Pero cuidado, y esta es una reflexión para aquellos que
queremos mantener la visibilidad de la salud pública:
puede que tengamos que ser más audaces a la hora de
operativizarla. Al menos insisto, esa que está más allá
de determinados programas ya muy bien
institucionalizados.
Hacer buena salud pública también va más allá de
mantener cargos e instituciones con esta palabra. Por
ello y para evitar su desaparición es necesario generar
entornos favorables donde puedan mantenerse ideas,
discusiones y realizar intervenciones en su abogacía y
defensa. Y esto tiene que ver con el poder real que no
tiene ni ha tenido la salud pública en nuestro contexto
en los últimos años.
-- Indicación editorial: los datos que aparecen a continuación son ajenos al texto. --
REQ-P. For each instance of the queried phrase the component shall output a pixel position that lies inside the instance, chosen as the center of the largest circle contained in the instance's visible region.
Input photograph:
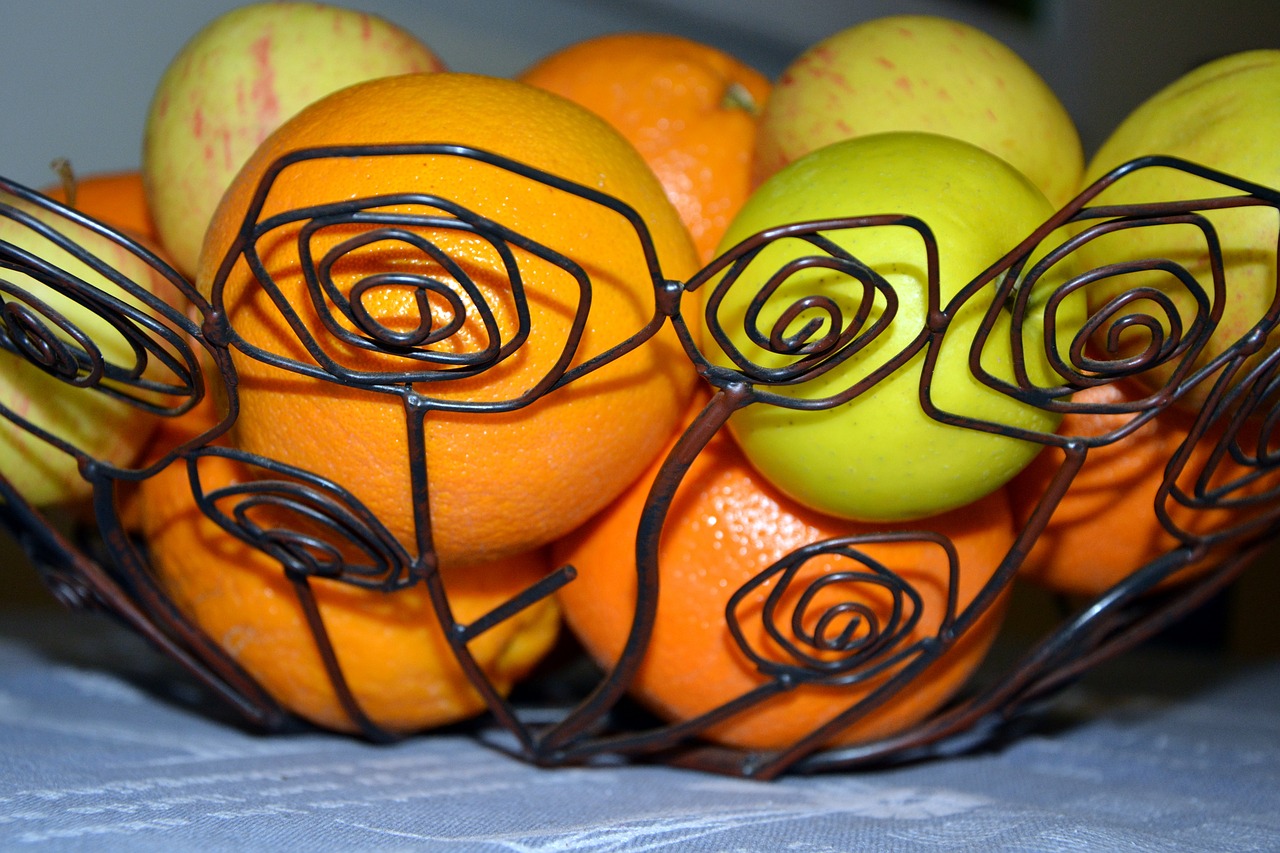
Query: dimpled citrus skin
(690, 109)
(726, 525)
(880, 456)
(1221, 115)
(391, 647)
(922, 73)
(504, 483)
Se ha realizado por parte de casi
todos un silencio épico e inquietante sobre la situación
de la salud pública.
El análisis de las causas es complejo, pero está muy
bien pararnos y pensar el porqué, se pueden paralizar
estructuras y programas de eficacia probada en salud
pública, pero no se deja de escribir sobre medicina
personalizada, innovaciones tecnológicas en la era de la
cronicidad, o de poco impacto en la salud colectiva de
las poblaciones y sobre todo de las personas más
desfavorecidas.
Le doy bastante importancia a los símbolos y nuestros
organismos de salud pública, son elementos simbólicos
imprescindibles. Tenemos proyectos y programas, personas
y equipos, para seguir avanzando juntos hacia una nueva
salud pública. Una de las preguntas claves que tendremos
que hacernos no será qué ha hecho por la pandemia la
salud pública en el último año, sino qué hemos hecho por
la salud pública en los últimos treinta años.